Ve bir Harlequin klasiği daha bitti... Bu sefer ki daha önce hiç okumadığım bir yazarın kalemindendi. Susan Mallery...

Bu yazarın başka yayınevlerinden kitapları vardı ancak ben okumamıştım ve şimdi hem yazarla ilk kez tanıştım hem de Çöl Prens'lerinin konu olduğu bir kitabı ilk kez okudum.  

Her zaman ilk söylediğim gibi yazarın diline değineceğim. Susan Mallery'in dili hafif, akıcı, kendi kendine ilerleyen ve okuyucuyu sıkmayan bir dili var. Dolayısıyla okurken okuyucu kendini kaptırıyor. Üstelik konuyu güzel kurgulamış ve kelimelere de güzel aktarmış aynı zamanda bununla kalmamış yer betimlemelerini o kadar güzel ve güçlü yapmış ki okurken gözünde canlandırmak çok kolay oluyor hatta bir yandan da film izler gibi geliyor. Kısacası yazarın kalemini ve kurgusunu sevdim :)

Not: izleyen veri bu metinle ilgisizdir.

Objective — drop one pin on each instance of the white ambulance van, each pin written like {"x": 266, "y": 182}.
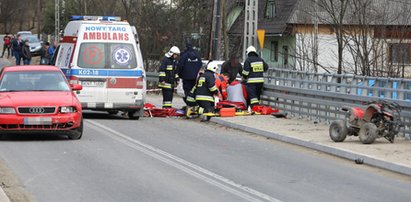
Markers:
{"x": 102, "y": 54}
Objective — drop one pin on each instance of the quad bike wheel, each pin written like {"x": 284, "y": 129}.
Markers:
{"x": 338, "y": 131}
{"x": 368, "y": 133}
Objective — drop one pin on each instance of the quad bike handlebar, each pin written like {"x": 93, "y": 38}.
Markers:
{"x": 385, "y": 104}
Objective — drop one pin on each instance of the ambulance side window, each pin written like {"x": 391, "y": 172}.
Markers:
{"x": 92, "y": 55}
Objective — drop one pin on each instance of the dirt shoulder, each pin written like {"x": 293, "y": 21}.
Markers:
{"x": 12, "y": 186}
{"x": 399, "y": 152}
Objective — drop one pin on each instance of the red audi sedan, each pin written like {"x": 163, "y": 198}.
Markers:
{"x": 39, "y": 98}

Hep eleştirime olumsuz yönlerden başlayıp olumlu yönlerle bitiyorum ve bunda da o adeti bozmadan ilerleyeceğim. 

Kitapta gözüme batan iki yer vardı. Bunlardan birinci imla hatalarının olması... Evet, Harlequin'den nasıl imla hatası çıktı şaşırtım ama çıktı işte. Bu beni beklemediğim ve mükemmelliğine inandığım yayınevlerinden olduğunda cidden rahatsız ediyor. Neyse bu konuyu uzatmayayım :)

Gözüme batan ikinci yer ise kitapta "nazarları" kelimesinin kullanılmasıydı. Bunu okuduğum cümlelerden anladığım kadarıyla "gözleri" ya da "bakışları" anlamında kullanmışlar ama direk bu kelimeleri kullansalardı daha iyi olurdu diye düşünüyorum. Bunda çevirmene de suç atarmış gibi görünmek istemem sonucunda eğer o kelimenin İngilizce'si kullanılmışsa onu çevirmiştir ama şahsen ben rahatsız oldum o kelimeden.

Bunların haricinde kitapta sevmediğim ya da hoşlanmadığım bir yer yok. Konuyu, kurguyu sevdim. Karakterlerin davranışlarını ve konuşma şekillerini de sevdim. Hatta Kateb'in tavırlarına ve prens edasına taptım da :) 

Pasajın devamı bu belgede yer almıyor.